The golden question, ‘ When can I leave my child unattended fearlessly’ needs to be explored as more and more mums are now entering the workforce.
In this article, we will shed some light on the ‘right age’ for kids to be left alone and what measures parents can take to ensure their kids’ safety.
As human beings, we must understand that every child grows and matures at his/her own pace, and therefore one 10 years old may be completely different from another 10 years old in terms of maturity.
This is why countries and organizations have not yet specified rules and regulations when it comes to leaving children unattended, but, on the other hand, there are also strict punishments and legal consequences if children are found to be neglectfully left unsupervised, in some countries.
This is what we call a catch 22 situation where sound parental judgment is required before making a decision. As for the United States of America, every state has its own policy about leaving kids alone, In Ontario, Canada, the age at which a child can be left without an adult is 16 years. In the UK, age 16 is the number, but with a condition that they can not be left unsupervised overnight. So, we see every state has its own guidelines, but the most important element required when making this decision is; parental judgment of the circumstances and their child’s maturity level.
Some good questions to ask oneself before deciding to leave kids unattended could be:
What are the legal guidelines in the particular state/country I live in?
Is my child’s age according to the guidelines? -Can my child understand and follow the instructions in my absence?
Is my neighborhood a safe place?
Is there someone in the neighborhood where the kids can go in case of any emergency?
How long would my absences be every day, will my child be able to cope? It is also very important to take these steps, to make the unsupervised time as safe as possible for your child:
Explain to your child, your itinerary, the duration of your absence, the time you expect to return home, and your location.
Make sure he has contact numbers of the parents, closest family members, or any person you trust, emergency numbers, and doctors’ number and address.
Ask your child if he feels confident, or if he feels scared.
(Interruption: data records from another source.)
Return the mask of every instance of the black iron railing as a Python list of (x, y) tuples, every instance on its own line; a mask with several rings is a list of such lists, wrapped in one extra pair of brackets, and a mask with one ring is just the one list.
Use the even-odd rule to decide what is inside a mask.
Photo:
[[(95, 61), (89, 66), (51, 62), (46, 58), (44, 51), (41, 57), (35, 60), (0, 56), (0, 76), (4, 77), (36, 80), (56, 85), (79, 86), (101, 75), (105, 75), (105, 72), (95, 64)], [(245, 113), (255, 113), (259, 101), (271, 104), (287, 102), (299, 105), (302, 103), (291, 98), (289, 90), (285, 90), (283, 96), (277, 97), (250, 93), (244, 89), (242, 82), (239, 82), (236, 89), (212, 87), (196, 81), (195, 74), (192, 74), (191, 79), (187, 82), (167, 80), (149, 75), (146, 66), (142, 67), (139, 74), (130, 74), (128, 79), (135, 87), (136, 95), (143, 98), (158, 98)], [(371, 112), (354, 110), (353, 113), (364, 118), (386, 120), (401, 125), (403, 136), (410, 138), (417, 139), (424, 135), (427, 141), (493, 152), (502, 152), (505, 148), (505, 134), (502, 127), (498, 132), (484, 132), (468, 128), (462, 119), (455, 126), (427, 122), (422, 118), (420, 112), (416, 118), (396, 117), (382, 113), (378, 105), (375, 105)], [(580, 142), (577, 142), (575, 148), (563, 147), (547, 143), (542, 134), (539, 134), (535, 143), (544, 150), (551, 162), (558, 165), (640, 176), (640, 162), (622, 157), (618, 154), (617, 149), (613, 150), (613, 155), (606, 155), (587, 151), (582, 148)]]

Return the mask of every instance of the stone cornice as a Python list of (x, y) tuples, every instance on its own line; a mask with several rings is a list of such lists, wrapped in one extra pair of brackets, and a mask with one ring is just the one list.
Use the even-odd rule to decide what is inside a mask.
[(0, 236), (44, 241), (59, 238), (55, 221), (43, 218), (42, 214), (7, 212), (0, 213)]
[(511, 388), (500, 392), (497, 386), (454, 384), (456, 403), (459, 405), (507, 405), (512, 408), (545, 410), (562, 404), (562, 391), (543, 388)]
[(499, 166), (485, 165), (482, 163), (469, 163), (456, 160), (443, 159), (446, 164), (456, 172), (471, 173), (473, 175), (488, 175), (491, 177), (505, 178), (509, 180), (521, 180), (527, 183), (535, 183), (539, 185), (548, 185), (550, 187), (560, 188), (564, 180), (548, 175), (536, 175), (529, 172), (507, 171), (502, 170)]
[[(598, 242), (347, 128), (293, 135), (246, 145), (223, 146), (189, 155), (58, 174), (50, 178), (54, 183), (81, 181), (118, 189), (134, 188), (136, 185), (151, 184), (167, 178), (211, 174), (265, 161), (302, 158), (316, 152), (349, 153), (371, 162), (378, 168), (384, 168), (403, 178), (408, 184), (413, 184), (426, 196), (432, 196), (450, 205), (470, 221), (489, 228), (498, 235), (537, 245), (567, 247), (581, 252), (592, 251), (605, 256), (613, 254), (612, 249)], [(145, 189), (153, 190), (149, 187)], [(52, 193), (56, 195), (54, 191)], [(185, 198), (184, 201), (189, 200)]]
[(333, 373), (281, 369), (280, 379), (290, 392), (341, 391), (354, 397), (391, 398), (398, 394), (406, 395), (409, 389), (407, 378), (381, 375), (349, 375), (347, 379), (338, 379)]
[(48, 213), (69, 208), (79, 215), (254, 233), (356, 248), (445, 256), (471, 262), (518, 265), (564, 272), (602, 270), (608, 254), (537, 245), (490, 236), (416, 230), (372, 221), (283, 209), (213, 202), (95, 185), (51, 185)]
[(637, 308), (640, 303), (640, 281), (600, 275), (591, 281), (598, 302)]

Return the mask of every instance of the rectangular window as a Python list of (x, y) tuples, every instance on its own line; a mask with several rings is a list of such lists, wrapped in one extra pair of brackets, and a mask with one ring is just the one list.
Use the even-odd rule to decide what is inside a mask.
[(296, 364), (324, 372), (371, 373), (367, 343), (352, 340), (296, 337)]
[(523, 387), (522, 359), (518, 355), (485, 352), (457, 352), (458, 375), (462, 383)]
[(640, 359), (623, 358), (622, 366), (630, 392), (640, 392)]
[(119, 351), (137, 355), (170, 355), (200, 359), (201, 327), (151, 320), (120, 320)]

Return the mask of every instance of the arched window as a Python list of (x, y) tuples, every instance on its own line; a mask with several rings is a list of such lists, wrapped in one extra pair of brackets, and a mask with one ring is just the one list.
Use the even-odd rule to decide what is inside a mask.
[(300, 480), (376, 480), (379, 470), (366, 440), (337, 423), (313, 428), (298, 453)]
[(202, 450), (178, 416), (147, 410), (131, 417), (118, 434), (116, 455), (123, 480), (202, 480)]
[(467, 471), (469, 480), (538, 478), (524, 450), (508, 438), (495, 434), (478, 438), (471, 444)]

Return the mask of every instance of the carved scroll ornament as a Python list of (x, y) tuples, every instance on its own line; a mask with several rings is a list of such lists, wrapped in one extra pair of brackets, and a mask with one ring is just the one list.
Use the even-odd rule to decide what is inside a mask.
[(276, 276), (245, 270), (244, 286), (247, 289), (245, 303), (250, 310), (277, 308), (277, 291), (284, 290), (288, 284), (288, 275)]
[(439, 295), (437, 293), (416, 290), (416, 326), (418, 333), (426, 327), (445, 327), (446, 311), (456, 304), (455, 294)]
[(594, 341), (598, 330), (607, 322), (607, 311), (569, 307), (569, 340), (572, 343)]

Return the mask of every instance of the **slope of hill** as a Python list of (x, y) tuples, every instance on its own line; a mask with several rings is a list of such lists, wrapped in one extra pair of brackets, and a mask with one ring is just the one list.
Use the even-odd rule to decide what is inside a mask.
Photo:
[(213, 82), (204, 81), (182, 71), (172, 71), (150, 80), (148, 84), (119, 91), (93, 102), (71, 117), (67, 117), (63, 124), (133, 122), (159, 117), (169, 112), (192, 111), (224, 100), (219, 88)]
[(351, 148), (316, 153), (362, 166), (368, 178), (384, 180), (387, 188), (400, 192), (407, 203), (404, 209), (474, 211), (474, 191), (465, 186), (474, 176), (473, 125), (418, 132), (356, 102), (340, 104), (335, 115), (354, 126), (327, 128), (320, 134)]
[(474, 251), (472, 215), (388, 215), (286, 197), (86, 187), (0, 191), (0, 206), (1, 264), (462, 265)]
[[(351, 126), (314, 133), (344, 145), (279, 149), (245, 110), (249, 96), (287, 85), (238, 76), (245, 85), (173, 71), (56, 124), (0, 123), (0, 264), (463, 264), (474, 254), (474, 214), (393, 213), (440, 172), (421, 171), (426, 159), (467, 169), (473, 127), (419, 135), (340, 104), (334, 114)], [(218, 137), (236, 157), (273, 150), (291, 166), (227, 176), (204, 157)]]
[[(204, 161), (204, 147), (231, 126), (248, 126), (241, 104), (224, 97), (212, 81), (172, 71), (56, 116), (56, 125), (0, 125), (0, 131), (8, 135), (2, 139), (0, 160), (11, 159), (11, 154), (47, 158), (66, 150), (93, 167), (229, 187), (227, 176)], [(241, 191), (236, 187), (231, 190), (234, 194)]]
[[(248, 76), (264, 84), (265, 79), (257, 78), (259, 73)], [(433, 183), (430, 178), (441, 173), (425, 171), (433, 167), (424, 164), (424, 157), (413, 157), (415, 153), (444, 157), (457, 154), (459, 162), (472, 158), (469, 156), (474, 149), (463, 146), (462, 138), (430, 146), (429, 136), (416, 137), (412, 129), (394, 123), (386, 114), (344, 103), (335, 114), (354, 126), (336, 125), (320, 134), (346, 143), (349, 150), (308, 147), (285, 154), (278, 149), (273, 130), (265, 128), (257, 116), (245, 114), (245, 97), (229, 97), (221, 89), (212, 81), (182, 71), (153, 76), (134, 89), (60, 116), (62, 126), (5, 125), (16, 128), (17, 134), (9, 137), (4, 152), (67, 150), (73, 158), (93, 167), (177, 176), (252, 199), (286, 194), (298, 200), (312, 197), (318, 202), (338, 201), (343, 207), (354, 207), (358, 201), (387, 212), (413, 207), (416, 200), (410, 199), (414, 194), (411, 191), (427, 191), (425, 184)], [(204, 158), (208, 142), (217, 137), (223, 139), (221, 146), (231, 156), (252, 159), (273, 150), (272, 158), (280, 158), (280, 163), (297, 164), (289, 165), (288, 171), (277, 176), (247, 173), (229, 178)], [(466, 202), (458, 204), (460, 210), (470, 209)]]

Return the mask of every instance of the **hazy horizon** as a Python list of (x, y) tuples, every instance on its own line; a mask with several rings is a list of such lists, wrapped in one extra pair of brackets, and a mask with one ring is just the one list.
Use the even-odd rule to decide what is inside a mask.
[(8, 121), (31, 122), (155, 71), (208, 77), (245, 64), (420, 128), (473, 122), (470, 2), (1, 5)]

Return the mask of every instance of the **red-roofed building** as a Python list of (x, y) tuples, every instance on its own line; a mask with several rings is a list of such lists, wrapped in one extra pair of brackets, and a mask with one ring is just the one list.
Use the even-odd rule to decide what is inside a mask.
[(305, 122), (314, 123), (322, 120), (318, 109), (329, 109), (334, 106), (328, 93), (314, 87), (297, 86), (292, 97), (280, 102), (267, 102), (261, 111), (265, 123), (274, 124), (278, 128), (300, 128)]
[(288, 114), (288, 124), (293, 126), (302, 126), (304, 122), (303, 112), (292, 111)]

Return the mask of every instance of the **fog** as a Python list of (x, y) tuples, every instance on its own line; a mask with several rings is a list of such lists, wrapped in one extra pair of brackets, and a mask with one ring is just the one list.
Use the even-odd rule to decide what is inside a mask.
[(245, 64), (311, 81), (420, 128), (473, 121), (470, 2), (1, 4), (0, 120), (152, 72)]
If he is not ready, don’t force it on him as it will instill fears and will affect his confidence.
Teach your kids how to lock doors, how to put out a fire or call for help, to keep away from sharp objects and flammable liquids.
Do set out rules clearly and have them written down in a place where they can read.
Instruct them how to never mention on any platform that they are home alone, in case the phone rings, teach them to reply by saying, ‘Mom can’t take the call right now, she will return your call” instead of telling her she is not home.
Have someone you trust to check on them once in a while. -Teach them never to open doors for strangers, and to people, they don’t trust.
Most of all, try leaving them for shorter periods of time, as a trial, before jumping straight into the routine. In a nutshell, there is no magic number, instead; it is a big decision for the parents who, sometimes, are left with no choice but this.
So, whenever taking this leap, sit down and talk with your children, give them a walkthrough of what it will be like, get community help and support, and most important of all, make sure you know the right rules and regulations imposed by your local Government.